Accuracy and Sensitivity Analysis of Aerodynamic Performance Prediction Models for Transonic Axial-Flow Compressors

The mean-line method, as the corner stone of preliminary aerodynamic design of axial-flow compressors, is heavily dependent on the accuracy and robustness of empirical prediction models, mainly the deviation models and loss models. A large number of such models have been developed, however, a comprehensive evaluation of their prediction capabilities was lacked yet. To carry out the accuracy and sensitivity analysis of these prediction models developed in the both academic and industry communities, we here developed a one-dimensional mean-line method which implements several widely used deviation and loss models. Then, the developed mean-line method was applied to predict the speed-lines of aerodynamic performance for three representative transonic axial-flow compressors, i.e., NASA Rotor 35, NASA Stage 35 and NASA 74A first front three-stage.

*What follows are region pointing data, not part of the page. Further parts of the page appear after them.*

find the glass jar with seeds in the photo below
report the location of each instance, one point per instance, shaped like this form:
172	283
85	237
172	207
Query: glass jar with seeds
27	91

The parallel coordinates method was particularly adopted to effectively perform the sensitivity analysis of totally 2448 combinations of deviation and loss models through a heuristic comparison of the model predictions with the available experimental data. The accuracy analysis indicates that, by using the best model combinations, the prediction error of peak efficiency point is generally kept below 2% whereas that of surge margin varies significantly from 3.03% to 18.93%. However, the most accurate model combination is dependent on the compressor type and rotational speed. The sensitivity analysis shows that the prediction robustness is remarkably influenced by the deviation model accounting for axial velocity ratio effect, the design shock loss model and the off-design total loss model. This work provides the design engineers with prediction model selection, and the model developers with prediction improvement direction for axial-flow compressors.